Life as a Sheep

The scripture, and one of my favorite verses in Psalms, talk about living like a sheep.  After hearing the comedian Ken Davis describe “geeky sheep”, I always jump to his comedy routine describing them.  (you can view the brief cut of this on YouTube Ken Davis Live: Super Sheep | movie | 1996 | Official Trailer – video Dailymotion)

He has a really cool, and funny, full routine that leads you to Godly results – worth listening to if you get a chance.    

So when my favorite devotional author, Henry Blackaby, said “Living like a sheep can bring you incredible peace of mind!” – I had to first get past Ken Davis’ geeky sheep routine.  “Geeky sheep” was all I could think about and I had to wipe the smile off my face.  

As I read further in Blackaby’s discussion, it was clear that he was actually pointing to the biblical shepherd – describing how they knew everything about their own sheep.  What foods were best, what would harm them, when they should eat and when they were thirsty.  He was an expert at the terrain and knew the best places for food and water.

But here was the key point  — “As long as the sheep trusted and followed their shepherd, they would always have their needs met at the right time.  Their shepherd would give them the best that he had.” 

Of course, the comparison is with my Good Shepherd – He cares for me and did lay down His life for me.  And just as David’s 23rd Psalm recites for me – and as David fully believed – I “want” for nothing because of the very nature of the Good Shepherd who leads me.

Or do I?  All too often, I have allowed my focus to shift from the Shepherd to what the Shepherd gives me.  Blackaby pulls out this key point.  “If you find yourself ‘wanting,’ it is not that your Shepherd is unable or unwilling to perfectly meet your needs.  It may be that you lack the faith to receive all that He has to give.”  That is painful to hear but as I explore it further, I can see the truth in it.

What causes me to become dissatisfied?  Missing the joy that comes from having the Shepherd be my provider?  

I go back to an earlier teaching by Blackaby about how dangerous it is to live my life without a spiritual “plumb line,” or standard, by which I can determine right from wrong.  I know that God’s word is that plumb line.

Just as Blackaby described it, God established absolute moral and spiritual laws that we are free to ignore – and we do so at our peril.  They are timeless – Biblical truth is just as true today as it was when He revealed it in His word through His people and situations recited there.  

Now I know the laws of our society and culture in which we live – and as a trained lawyer, I know how to research and find the basic laws and even work through tricky conflicts of law to get to “the law” that applies in a specific case.

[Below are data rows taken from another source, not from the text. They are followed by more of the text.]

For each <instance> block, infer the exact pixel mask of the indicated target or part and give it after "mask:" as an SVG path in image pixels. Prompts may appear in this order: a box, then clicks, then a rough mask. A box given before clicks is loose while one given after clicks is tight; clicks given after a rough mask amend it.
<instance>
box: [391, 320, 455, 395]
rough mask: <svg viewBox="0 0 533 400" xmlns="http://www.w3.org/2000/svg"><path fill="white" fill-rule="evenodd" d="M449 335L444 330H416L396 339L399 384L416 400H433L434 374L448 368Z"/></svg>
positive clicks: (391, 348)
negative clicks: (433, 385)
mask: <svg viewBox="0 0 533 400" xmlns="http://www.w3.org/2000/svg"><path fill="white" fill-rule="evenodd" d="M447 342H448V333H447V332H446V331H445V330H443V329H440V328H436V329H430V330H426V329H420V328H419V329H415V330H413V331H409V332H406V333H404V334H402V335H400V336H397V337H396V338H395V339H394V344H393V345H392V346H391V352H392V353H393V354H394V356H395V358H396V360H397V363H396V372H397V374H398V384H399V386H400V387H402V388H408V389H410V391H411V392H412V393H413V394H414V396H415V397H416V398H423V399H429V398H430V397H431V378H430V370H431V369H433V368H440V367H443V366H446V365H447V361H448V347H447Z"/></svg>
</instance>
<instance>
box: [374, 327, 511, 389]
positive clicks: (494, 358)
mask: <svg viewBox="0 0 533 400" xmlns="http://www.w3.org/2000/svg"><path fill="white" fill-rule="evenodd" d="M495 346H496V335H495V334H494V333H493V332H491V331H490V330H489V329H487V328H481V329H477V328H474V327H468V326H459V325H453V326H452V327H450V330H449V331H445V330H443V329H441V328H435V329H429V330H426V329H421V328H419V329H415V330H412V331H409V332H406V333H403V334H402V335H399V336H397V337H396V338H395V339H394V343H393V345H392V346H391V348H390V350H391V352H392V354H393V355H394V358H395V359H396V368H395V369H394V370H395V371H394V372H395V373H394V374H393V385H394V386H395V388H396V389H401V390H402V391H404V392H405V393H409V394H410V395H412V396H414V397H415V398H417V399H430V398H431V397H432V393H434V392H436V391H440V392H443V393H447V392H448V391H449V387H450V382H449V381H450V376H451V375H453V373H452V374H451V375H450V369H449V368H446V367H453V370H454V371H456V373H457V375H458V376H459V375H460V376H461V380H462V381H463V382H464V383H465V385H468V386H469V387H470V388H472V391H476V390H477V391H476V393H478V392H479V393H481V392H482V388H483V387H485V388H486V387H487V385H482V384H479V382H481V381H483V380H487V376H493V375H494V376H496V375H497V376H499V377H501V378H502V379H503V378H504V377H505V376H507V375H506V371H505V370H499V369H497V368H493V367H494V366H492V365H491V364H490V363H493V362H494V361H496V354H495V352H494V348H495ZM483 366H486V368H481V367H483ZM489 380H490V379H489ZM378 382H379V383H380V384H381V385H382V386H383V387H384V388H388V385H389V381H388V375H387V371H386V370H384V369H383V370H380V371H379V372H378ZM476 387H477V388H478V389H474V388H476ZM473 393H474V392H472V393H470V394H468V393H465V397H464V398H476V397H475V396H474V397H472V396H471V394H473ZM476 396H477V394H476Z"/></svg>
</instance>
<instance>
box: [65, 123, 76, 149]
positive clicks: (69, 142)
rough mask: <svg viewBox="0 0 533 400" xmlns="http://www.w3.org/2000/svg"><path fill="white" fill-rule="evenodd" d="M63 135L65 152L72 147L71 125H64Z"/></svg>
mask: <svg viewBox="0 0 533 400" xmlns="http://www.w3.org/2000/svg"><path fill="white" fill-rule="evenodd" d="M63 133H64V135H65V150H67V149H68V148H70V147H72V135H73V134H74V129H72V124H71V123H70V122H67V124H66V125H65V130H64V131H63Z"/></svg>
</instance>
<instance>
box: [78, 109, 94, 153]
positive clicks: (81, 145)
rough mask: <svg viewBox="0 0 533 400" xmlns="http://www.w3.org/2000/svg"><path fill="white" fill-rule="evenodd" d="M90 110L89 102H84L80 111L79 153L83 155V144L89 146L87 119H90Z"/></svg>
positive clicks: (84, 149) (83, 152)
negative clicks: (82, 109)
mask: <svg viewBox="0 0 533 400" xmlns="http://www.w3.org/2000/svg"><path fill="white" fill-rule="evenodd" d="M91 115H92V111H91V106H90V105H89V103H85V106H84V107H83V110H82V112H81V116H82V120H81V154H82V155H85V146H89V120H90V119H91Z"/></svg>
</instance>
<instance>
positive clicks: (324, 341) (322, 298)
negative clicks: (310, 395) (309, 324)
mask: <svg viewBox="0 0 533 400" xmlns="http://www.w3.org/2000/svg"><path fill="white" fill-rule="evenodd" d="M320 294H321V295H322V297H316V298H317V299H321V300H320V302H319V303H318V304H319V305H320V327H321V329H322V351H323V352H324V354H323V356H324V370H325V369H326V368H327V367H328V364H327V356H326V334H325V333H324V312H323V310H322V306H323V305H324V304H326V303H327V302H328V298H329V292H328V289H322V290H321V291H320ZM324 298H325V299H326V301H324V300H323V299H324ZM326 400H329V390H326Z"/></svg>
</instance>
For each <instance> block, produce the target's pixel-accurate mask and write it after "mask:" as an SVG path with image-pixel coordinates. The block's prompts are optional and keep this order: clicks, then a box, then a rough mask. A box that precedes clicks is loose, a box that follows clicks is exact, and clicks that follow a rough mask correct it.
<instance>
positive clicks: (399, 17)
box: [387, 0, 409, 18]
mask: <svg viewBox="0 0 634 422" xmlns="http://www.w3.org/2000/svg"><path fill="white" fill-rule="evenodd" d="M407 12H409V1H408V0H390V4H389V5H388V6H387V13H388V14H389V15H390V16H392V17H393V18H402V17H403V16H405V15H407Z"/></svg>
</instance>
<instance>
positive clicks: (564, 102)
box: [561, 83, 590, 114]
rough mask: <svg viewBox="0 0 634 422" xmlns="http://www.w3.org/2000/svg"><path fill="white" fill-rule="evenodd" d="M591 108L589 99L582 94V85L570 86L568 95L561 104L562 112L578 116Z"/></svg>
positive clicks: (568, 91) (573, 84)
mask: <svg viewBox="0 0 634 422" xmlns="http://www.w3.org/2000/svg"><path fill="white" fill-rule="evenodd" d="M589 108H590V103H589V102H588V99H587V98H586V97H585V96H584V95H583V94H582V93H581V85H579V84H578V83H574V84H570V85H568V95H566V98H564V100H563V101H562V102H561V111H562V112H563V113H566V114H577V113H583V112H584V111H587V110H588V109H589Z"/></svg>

As Blackaby pointed out, culture does not supersede God’s laws  — they are eternal and will save me from death if I follow them.  And therein is a key to my issue.  All too often, I find myself feeling like God’s laws are restrictive or not clear or hard to understand and apply.  Yes, I am jumping to excuses rather than going deeper to find my “plumb line”.  Only then will I follow what I know is really true – that God knows best for me and His word and laws are there to protect me.

The hard truth was pulled out for me by Blackaby’s statement:  “Sin is choosing a standard other than God’s law on which to base your life.…lawlessness is sin.”  

I find myself substituting my thinking, my planning, my way of viewing what is best for me.  I feel confident I can do this myself – I can work it out, figure it out, and then somehow skate past checking out what God seems to be leading me to do or His lack of presence in supporting “my way” of working things out.  

I flip back to Blackaby’s question posed to me.  “Do you have absolute trust in your Good Shepherd?”  He asks if I worry that God might be withholding from me something that I “need” or I find myself dissatisfied with the direction God seems to be leading.  Am I thinking “surely God would want me to have this – or do that.”  But His assurance and presence are absent, if I am truthful.

I am asking in my prayers that he teach and guide me – but I am not listening very well.  Mostly, I am not deep down trusting that God knows better than I:  what I need, which path I should travel and how to work out the situation I am finding blocks me reaching the goal I have set.  

Back to Blackaby’s statement that living like a sheep can bring me “incredible peace of mind.”  There’s my clue.  When I don’t have “peace of mind”, that probably means I have been wandering off down “my” path of how things should go rather than trusting God who, frankly, is not leading me down that particular path.  Instead, if I observe and listen, He is seemingly directing me down another path.  And that way just doesn’t make sense to me, or fit what I think is the way to go.  There it is – lack of trust in Him and His way.

Thankfully, Blackaby knew self-sufficient “I know how to do this” folks like me needed direction.  And reminding.  Just as scripture, the true plumb line, says it.  “Return to Him and trust Him to meet the needs in your life that only He can.”

May “The Lord is my shepherd, I shall not be in want.” (Psalm 23:1) become a pathway of thinking and trusting for us all!